SIIA believes that the Federal agencies may conclude that this type of practice violates the new nondiscrimination rules that apply to fully-insured group health plans.  To date, the Federal government has not issued regulations detailing these rules.  In the case of self-insured plans, this practice may already violate the nondiscrimination rules applicable to self-insured arrangements under section 105(h) of the Internal Revenue Code (“Code”).  If not, contemporaneous with the issuance of the new nondiscrimination rules for fully-insured plans, Treasury may add to the current regulations under Code section 105(h), providing that offering low-cost, skinny plans could be discriminatory in certain instances. 
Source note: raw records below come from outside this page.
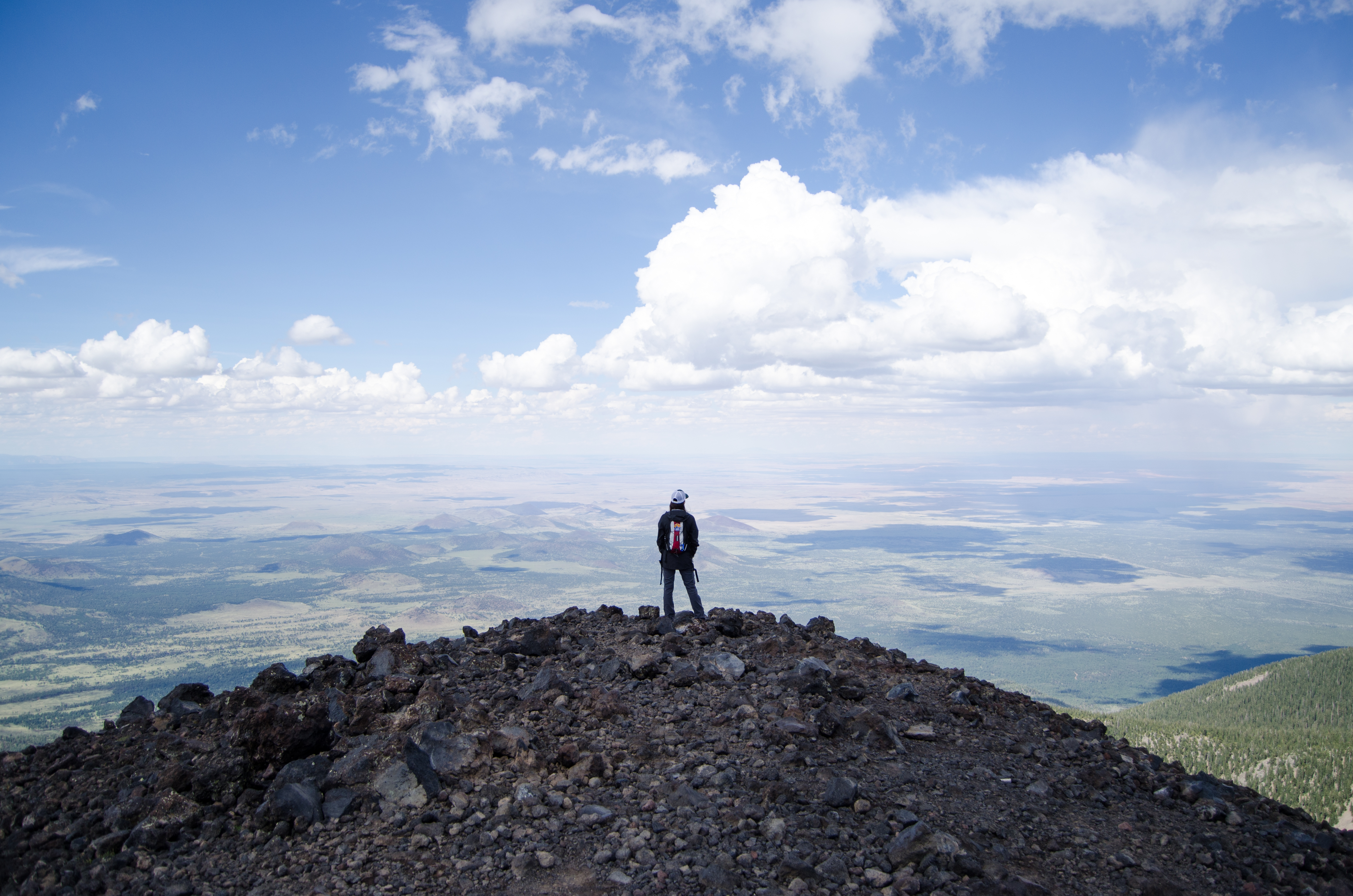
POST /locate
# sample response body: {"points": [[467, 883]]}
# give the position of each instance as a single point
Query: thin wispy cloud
{"points": [[608, 157], [18, 262], [442, 87]]}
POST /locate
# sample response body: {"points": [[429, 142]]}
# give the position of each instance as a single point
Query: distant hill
{"points": [[1284, 730], [125, 539], [362, 551], [446, 522], [719, 523]]}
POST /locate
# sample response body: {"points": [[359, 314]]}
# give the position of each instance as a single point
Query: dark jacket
{"points": [[665, 534]]}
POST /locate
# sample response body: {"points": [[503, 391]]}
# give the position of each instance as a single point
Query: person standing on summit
{"points": [[678, 538]]}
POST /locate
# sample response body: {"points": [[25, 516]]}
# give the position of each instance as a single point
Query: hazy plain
{"points": [[1092, 580]]}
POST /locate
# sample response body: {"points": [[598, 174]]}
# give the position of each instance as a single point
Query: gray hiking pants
{"points": [[688, 579]]}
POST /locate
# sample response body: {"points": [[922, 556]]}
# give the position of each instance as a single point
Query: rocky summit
{"points": [[602, 753]]}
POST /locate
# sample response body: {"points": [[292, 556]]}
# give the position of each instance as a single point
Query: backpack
{"points": [[677, 543]]}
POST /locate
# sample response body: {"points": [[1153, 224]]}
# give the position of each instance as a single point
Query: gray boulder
{"points": [[841, 792], [612, 668], [729, 667], [339, 803], [834, 869], [450, 753], [297, 802], [683, 674], [139, 710], [313, 772], [903, 691], [546, 680]]}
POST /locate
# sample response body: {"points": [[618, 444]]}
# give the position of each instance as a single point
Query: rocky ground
{"points": [[601, 753]]}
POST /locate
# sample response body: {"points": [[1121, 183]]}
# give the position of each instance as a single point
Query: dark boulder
{"points": [[197, 693], [278, 680], [377, 638], [822, 626], [546, 680], [841, 792], [139, 710], [283, 729], [297, 802], [683, 674]]}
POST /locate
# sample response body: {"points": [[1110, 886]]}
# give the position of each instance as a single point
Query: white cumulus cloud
{"points": [[607, 157], [286, 363], [155, 348], [17, 262], [546, 367], [1107, 279], [316, 329]]}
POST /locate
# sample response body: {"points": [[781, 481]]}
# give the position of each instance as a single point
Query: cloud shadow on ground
{"points": [[1336, 562], [1079, 570], [1220, 664], [903, 538]]}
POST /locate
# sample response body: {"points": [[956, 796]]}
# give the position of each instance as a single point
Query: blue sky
{"points": [[419, 228]]}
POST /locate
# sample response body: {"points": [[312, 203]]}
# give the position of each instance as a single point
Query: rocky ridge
{"points": [[601, 753]]}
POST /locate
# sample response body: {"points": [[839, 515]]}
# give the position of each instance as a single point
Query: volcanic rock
{"points": [[581, 754]]}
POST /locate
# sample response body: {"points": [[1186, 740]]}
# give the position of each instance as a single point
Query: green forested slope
{"points": [[1284, 730]]}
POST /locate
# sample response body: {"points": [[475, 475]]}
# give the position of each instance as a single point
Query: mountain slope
{"points": [[1284, 730]]}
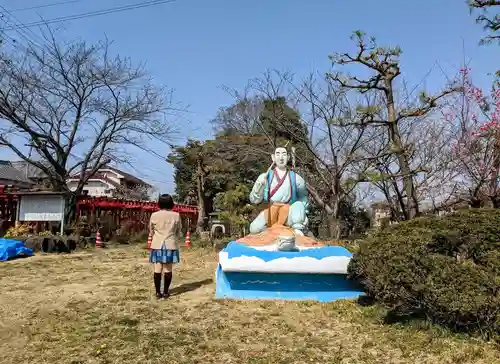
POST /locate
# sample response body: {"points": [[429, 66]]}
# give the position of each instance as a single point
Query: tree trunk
{"points": [[399, 150]]}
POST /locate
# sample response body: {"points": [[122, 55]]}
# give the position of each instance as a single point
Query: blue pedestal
{"points": [[284, 286]]}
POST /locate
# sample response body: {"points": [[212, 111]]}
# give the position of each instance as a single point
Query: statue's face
{"points": [[280, 157]]}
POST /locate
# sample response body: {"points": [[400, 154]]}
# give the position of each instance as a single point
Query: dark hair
{"points": [[166, 202]]}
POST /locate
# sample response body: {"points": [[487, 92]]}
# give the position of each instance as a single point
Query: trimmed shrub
{"points": [[446, 269]]}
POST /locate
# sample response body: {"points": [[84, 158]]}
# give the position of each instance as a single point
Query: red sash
{"points": [[278, 186]]}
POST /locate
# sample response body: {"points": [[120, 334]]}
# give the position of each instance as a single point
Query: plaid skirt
{"points": [[164, 255]]}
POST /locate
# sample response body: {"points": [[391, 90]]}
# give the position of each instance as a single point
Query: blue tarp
{"points": [[235, 249], [10, 249]]}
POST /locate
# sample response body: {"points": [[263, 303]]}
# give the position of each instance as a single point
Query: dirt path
{"points": [[98, 307]]}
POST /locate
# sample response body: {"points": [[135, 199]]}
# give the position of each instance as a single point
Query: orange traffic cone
{"points": [[150, 238], [98, 243]]}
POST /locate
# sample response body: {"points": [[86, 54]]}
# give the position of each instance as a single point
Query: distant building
{"points": [[31, 172], [10, 176], [112, 182]]}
Only time will tell whether this Administration will attempt to use the nondiscrimination rules applicable to both fully-insured and self-insured group health plans to put a stop to this practice.  Until then, it appears that offering a low-cost, skinny plan is a viable strategy when it comes to an employer’s overall approach to offering health insurance benefits to its employees and complying with the new requirements under PPACA, including the employer mandate.  

That said, SIIA is not commenting on the relative merits of this approach at this time.  The purpose of this communication is simply to educate its members in order that they understand what is happening in the marketplace and potential regulatory responses.  Please watch for additional exclusive reporting as developments warrant.